Eine Demokratie nach westlichem Vorbild sei nicht erreichbar, sagte Guttenberg weiter. Zudem müssten zivile und lokale Kräfte in Afghanistan künftig stärker miteinbezogen und auch ein Dialog mit den Aufständischen geführt werden. "Unsere Ziele in der Afghanistan zu erreichen, kommt der Quadratur des Kreises nahe", räumte der CSU-Politiker ein. Er sei jedoch zuversichtlich, dass dies gelinge.

Der amtierende EKD-Ratsvorsitzende sagte, ein weiteres Engagement der Bundeswehr am Hindukusch habe wahrscheinlich sehr geringe Erfolgsaussichten. Er forderte, der Bundestag müsse analog der Erteilung eines Bundeswehrmandats auch einen Beschluss zum Einsatz der zivilen Kräfte fassen. "Mit einer solchen zivilen Mandatierung wäre eine deutlichere öffentliche Wahrnehmung und Wertschätzung der zivilen Anstrengungen verbunden", betonte Schneider.

Die Aufwendungen für das zivile Engagement sollten erkennbar zu denen des militärischen Einsatzes in Beziehung gesetzt werden. Zudem müsse auch ein Datum verbindlich beschlossen werden, an dem der gesamte Einsatz bewertet werde. "Die EKD wünscht sich eine umfassende und kritische Prüfung und Bilanzierung dieses Einsatzes", sagte der Präses der Evangelischen Kirche im Rheinland.

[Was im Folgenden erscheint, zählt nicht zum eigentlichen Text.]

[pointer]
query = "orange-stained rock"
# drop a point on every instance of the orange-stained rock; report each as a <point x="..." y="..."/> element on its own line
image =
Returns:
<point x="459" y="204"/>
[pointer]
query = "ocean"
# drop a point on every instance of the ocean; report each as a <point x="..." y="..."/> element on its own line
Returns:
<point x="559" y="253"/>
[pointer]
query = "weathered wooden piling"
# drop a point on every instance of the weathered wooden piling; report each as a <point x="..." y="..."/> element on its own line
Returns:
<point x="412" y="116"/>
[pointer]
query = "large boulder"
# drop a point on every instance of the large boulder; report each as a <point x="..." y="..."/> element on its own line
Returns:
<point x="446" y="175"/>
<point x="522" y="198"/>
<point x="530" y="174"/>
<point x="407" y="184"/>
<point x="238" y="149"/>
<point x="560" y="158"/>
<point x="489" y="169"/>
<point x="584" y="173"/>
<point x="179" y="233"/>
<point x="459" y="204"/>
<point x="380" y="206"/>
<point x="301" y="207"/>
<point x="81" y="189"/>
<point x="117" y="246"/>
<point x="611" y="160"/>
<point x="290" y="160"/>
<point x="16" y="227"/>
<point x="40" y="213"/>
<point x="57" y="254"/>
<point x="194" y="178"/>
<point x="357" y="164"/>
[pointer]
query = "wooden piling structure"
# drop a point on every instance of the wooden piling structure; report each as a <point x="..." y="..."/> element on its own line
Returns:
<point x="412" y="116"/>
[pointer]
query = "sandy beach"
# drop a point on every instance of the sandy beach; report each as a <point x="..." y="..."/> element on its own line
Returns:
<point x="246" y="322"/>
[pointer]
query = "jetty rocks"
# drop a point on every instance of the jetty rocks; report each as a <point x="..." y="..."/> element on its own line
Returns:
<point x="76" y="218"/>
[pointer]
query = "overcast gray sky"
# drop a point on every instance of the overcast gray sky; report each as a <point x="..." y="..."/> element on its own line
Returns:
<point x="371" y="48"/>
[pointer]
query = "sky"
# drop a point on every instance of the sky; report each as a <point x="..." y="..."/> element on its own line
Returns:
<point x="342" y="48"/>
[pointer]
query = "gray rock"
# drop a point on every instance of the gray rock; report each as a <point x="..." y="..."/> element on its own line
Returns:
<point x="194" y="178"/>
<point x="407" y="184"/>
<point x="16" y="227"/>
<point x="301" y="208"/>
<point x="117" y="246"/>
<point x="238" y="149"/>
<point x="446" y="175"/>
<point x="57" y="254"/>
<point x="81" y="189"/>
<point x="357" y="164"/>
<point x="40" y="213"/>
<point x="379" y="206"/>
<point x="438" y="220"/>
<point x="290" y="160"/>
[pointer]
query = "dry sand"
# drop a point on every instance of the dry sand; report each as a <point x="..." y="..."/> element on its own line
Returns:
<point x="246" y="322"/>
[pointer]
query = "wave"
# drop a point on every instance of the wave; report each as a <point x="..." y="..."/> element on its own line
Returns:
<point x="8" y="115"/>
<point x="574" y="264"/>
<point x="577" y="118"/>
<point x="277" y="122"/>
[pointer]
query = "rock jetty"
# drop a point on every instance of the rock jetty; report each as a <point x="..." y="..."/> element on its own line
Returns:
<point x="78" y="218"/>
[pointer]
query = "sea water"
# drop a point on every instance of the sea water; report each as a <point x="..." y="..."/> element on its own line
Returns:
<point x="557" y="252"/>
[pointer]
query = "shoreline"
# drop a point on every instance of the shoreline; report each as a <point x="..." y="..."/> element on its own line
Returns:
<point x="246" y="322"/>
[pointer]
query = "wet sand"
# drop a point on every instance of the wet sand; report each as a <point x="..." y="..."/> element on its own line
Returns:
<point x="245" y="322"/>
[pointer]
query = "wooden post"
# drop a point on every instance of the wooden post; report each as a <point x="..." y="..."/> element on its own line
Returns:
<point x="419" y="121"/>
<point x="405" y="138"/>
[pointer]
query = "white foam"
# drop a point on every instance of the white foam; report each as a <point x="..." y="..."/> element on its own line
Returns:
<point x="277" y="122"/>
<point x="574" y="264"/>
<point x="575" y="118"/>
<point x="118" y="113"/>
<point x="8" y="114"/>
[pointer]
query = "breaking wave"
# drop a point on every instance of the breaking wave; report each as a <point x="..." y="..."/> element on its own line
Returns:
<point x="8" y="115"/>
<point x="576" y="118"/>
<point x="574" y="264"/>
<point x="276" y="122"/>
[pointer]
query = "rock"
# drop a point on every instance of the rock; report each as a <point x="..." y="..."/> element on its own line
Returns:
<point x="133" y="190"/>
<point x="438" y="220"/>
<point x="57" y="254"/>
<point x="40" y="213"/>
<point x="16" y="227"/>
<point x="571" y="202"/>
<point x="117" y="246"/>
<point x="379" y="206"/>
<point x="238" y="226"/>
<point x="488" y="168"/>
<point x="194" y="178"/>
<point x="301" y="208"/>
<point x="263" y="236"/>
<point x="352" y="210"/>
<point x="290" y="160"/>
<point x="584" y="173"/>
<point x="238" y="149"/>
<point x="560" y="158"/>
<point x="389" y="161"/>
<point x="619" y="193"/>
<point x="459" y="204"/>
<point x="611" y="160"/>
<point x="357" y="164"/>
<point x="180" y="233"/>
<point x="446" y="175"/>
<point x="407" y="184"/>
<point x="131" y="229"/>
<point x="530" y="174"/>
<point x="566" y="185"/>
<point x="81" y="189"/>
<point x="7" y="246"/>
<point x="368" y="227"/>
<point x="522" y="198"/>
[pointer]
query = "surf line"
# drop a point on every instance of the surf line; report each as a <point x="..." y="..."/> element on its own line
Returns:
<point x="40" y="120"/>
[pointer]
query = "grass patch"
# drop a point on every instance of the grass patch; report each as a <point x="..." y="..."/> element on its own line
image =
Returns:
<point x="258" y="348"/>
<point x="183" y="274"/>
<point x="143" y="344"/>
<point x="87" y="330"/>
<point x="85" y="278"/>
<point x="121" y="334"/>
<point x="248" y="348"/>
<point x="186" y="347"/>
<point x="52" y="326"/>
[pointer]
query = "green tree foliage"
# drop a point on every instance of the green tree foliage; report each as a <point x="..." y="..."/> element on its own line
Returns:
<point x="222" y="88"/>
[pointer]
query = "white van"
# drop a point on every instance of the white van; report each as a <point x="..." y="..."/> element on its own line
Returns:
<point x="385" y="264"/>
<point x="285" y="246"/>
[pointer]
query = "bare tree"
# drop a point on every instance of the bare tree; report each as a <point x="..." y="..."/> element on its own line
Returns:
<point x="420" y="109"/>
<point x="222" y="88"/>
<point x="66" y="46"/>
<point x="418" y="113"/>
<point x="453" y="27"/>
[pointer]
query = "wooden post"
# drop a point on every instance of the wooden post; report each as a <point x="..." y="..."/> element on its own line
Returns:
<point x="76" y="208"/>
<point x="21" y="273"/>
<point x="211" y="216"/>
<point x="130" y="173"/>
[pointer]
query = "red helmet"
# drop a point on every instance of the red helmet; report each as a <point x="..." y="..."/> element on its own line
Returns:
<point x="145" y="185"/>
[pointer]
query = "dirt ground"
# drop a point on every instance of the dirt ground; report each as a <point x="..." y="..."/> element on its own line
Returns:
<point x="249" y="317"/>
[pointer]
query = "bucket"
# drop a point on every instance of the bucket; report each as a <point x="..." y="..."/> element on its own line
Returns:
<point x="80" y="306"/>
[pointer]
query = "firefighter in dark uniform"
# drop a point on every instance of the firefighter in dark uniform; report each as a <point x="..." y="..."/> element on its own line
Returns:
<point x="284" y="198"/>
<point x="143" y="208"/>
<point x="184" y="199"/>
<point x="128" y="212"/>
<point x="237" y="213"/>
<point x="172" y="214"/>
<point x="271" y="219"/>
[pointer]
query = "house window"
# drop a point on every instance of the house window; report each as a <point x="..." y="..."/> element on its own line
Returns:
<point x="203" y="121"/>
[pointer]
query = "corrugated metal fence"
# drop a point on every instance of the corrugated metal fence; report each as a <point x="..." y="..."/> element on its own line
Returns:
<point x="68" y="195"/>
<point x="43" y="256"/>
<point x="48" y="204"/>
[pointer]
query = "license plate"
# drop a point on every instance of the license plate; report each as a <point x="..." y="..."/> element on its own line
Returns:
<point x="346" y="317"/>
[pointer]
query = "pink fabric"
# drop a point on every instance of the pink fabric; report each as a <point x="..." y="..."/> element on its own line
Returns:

Der Bevollmächtigte der evangelischen Kirche bei der Bundesregierung, Prälat Bernhard Felmberg, sagte, die neue Akzentsetzung der Bundesregierung auf den zivil-politischen Wiederaufbau Afghanistans sei im Grundsatz zu begrüßen. Allerdings habe der Bundeswehreinsatz nur dann Aussicht auf Erfolg, wenn es den Menschen in Afghanistan gelinge, eine Perspektive für ein selbst verantwortetes, freies, friedliches und auskömmliches Leben zu gewinnen.

Eine zunehmende seelische Belastung der Soldaten beklagte der evangelische Militärbischof Martin Dutzmann. Durch die Einsätze werde "entsetzliches Leid" verursacht, worunter die Soldaten ein Leben lang litten. "Wir haben wieder ein Veteranen-Problem in Deutschland", kritisierte Dutzmann. Leider fehle dazu noch immer ein gesellschaftliches Bewusstsein.

Die Veranstaltung in Berlin war nach den kritischen Äußerungen der früheren EKD-Ratsvorsitzenden Käßmann zum Bundeswehreinsatz geplant worden. Die damalige hannoversche Landesbischöfin hatte zum Jahreswechsel durch ihr Predigtzitat "Nichts ist gut in Afghanistan" eine kontroverse Debatte über den Sinn des Einsatzes ausgelöst.